Only Stevie Wonder or Ray Charles would ever look at me and say, “He looks like a runner.”  Stockily built for comfort not speed, it is best to line me up with a stationary object to make sure I am moving.  But I was a runner!  I ran races to prove I was and to provide motivation.  I needed goals other than beer and pizza after the race and fit women in athletic wear to run behind during it.

I still hated running but it became a mind over matter endeavor.  I found it cleared my head and correctly put together the jigsaw puzzle that was my mind. I did it because I could.  I did it because I was still alive.

5Ks, 10Ks, Half Marathons…I put a marathon on my bucket list and signed up for one in three months’ time.  I didn’t win any races, but I always finished in the top half of my age group.  I was proud.  I was running against myself and the grim reaper in my rearview mirror.

Four years ago there was a misstep and the pain that came with it…physical and mental pain.  For two years I ran, I limped, I quit running to walk…then started the process over only to be hobbled again.  I finally went to the doctor.  A torn meniscus and early-onset osteoarthritis.  Bone rubs on bone in both knees and the orthopedic surgeon shook his head, “Not soon but if you live long enough there will be a knee replacement in your future.”  I walked and I walked but I couldn’t jog.  For two years I’ve walked or ridden my bike.  I wouldn’t do the marathon.

As much as I hated running, I missed running…still miss it…but I don’t miss it as much as I did Monday.  Why? Because on Tuesday…I ran.  I blame it on the song “Domino” by Van Morrison.  When I heard it over my earbuds, I wanted to dance but my dancing is worse than my running and I was on a public road.  Rather than having people think I was having a Joe Cocker ‘fit’, I took off jogging. Slowly, smartly and with no pain on the following day.  The day after, I ran again.  Alternating jogging and walking from mailbox to mailbox or driveway to driveway my lungs screamed but my knees didn’t.

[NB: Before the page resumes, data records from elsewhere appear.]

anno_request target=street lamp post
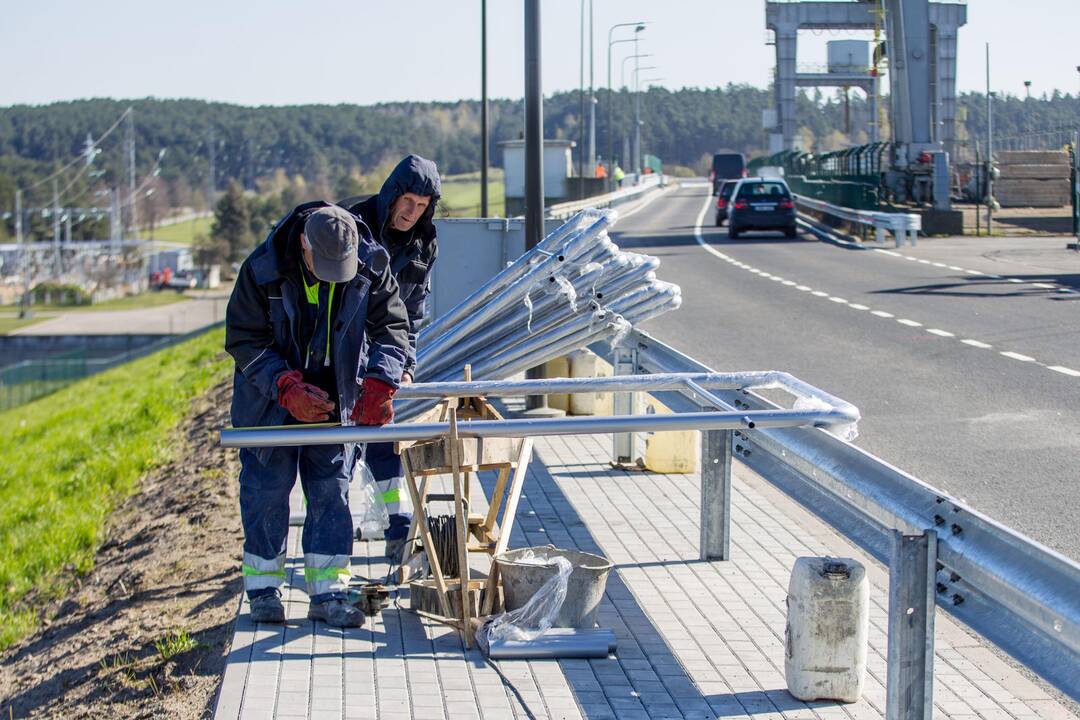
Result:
[634,60,657,174]
[986,43,994,237]
[607,22,646,188]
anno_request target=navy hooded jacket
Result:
[348,155,441,375]
[225,202,408,460]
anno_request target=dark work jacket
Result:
[225,202,409,462]
[347,155,441,375]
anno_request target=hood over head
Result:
[378,155,442,233]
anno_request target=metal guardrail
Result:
[794,194,922,247]
[544,173,667,219]
[593,330,1080,720]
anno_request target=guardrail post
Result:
[611,348,642,465]
[699,430,731,560]
[886,530,937,720]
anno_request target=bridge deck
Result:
[215,436,1076,720]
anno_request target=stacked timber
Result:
[994,150,1071,207]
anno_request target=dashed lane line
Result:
[874,247,1077,294]
[1001,350,1035,363]
[693,191,1080,378]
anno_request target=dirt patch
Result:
[0,382,243,719]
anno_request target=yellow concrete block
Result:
[543,357,570,411]
[643,395,701,473]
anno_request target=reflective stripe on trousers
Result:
[303,553,352,597]
[241,553,285,592]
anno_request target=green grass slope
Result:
[0,329,232,649]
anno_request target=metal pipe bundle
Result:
[395,209,681,420]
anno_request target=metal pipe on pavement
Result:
[221,410,848,448]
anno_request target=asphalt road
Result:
[615,181,1080,558]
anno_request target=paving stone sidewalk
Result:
[214,436,1077,720]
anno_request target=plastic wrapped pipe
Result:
[417,267,617,375]
[421,216,608,360]
[427,209,617,337]
[419,213,616,347]
[473,281,674,379]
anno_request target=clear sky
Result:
[0,0,1080,106]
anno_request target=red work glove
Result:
[278,370,334,422]
[352,378,397,425]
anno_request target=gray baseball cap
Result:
[303,205,360,283]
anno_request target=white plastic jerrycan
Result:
[784,557,869,703]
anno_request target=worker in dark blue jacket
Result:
[346,155,441,559]
[225,202,409,627]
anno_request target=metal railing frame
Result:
[221,330,1080,720]
[794,194,922,247]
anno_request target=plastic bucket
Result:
[495,545,613,628]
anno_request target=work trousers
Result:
[364,443,413,540]
[240,445,356,602]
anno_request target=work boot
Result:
[308,599,364,627]
[249,592,285,623]
[384,538,407,566]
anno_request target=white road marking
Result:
[693,191,1080,378]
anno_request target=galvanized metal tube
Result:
[419,209,618,345]
[221,410,847,448]
[416,216,608,352]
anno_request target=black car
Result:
[708,151,746,195]
[716,180,739,228]
[728,178,797,240]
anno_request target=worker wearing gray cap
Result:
[225,202,409,627]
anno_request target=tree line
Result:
[0,84,1080,241]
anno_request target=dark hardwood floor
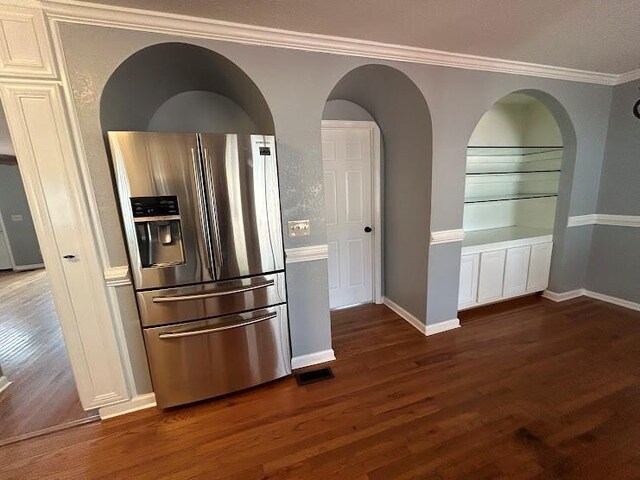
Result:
[0,270,96,444]
[0,298,640,479]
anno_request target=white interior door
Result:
[322,127,373,308]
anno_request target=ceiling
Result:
[81,0,640,74]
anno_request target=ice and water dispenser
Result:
[131,196,185,268]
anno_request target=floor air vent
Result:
[296,367,334,385]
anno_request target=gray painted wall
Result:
[61,21,612,390]
[147,90,260,133]
[0,163,42,267]
[588,80,640,302]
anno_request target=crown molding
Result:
[42,0,620,85]
[616,68,640,85]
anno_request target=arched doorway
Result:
[323,65,432,323]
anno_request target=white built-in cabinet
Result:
[458,238,553,310]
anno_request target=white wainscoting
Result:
[285,243,329,263]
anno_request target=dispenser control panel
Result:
[131,195,180,218]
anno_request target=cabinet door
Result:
[527,242,553,292]
[458,253,480,308]
[478,250,506,302]
[502,245,531,297]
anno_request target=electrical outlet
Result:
[289,220,311,237]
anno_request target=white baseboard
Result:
[542,288,585,302]
[584,290,640,312]
[0,375,11,393]
[425,318,460,335]
[13,263,44,272]
[382,297,427,335]
[291,348,336,370]
[542,288,640,312]
[98,393,156,420]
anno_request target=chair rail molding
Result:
[567,213,640,228]
[285,243,329,264]
[429,228,465,245]
[42,0,626,85]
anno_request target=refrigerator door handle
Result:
[202,147,224,278]
[158,312,278,340]
[191,148,213,276]
[153,280,275,303]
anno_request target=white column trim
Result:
[285,243,329,264]
[567,213,640,228]
[42,0,632,85]
[291,348,336,370]
[429,228,465,245]
[104,265,132,287]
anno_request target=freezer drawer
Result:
[137,272,287,327]
[144,305,291,408]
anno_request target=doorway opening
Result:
[0,102,98,446]
[322,65,432,326]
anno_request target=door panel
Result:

Probably a mile’s worth of jogging split up over three and a half miles.  It is a start…it is running.

Both days, I argued with myself the whole time.  I was careful but apprehensive, waiting for a familiar twinge of pain.  Waiting for the throbbing ache when I finished.  Promising myself that if I felt an odd twinge or the throb I would quit and chase the foolish thoughts from my head.

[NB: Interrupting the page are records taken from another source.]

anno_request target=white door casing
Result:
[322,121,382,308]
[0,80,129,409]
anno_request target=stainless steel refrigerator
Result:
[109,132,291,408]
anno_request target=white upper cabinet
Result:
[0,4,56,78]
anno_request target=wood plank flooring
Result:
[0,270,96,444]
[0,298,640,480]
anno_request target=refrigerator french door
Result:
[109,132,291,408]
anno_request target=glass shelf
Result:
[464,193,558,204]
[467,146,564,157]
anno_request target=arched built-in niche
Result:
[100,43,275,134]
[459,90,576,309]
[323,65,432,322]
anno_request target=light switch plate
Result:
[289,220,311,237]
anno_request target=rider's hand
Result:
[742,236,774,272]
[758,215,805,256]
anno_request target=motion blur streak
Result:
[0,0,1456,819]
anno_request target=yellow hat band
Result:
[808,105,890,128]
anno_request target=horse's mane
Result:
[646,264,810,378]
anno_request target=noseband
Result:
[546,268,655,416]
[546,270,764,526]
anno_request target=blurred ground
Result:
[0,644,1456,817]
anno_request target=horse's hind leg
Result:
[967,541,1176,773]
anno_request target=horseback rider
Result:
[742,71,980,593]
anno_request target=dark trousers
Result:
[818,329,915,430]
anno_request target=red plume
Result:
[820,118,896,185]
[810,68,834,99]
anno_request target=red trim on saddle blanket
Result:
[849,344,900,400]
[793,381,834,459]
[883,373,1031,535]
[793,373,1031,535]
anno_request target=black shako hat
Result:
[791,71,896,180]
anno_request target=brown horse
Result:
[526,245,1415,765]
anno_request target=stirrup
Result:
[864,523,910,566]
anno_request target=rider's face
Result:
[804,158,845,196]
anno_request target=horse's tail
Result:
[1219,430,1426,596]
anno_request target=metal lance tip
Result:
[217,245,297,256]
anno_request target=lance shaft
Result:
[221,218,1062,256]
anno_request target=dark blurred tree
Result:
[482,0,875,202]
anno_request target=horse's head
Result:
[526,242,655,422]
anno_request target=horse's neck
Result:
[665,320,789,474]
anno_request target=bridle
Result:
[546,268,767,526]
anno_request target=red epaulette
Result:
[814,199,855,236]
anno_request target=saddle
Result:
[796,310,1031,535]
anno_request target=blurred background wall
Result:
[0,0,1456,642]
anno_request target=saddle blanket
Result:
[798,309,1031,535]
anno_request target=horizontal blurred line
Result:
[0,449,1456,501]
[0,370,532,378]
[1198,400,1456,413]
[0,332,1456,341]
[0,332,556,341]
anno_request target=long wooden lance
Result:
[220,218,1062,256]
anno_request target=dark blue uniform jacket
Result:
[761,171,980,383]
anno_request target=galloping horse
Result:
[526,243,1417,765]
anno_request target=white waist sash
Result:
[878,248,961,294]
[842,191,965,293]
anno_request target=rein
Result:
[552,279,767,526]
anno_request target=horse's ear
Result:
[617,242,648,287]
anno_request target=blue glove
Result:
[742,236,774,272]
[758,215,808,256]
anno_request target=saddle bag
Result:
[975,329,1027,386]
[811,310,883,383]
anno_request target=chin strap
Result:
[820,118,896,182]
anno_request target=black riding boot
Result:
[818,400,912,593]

Why am I taking the chance?  My “firetrucking” knees hurt when I don’t run.  They hurt when I sit around for too long…but they didn’t hurt any worse than they did after a four-mile fitness walk.  Still, why I wondered?

“Because I can,” I told myself.  Because I want to.  Because it allows an old man to dream a bit…to remember.    There will be no marathon…maybe, not even a 5K.  I may have to be satisfied with a mile jog, but it doesn’t matter.  I run because I can.  I run because it makes me happy.

Addendum

I awoke this morning with a twinge…of sciatica.  My knees are fine. ‘Iffin’ it ain’t one thing it is a thousand others.  I’ll test myself with a short walk and stretch.  If all feels good I run/walk a bit on a nice soft athletic field.  I’ll be smart…maybe.

The line ‘skipping the light fandango’ comes from the Poco Harum song, “A Whiter Shade of Pale”.  The complete lyric was, “We skipped the light fandango, turned cartwheels cross the floor.”

…And since I’m on music and running kicks, get up, dance and enjoy the day.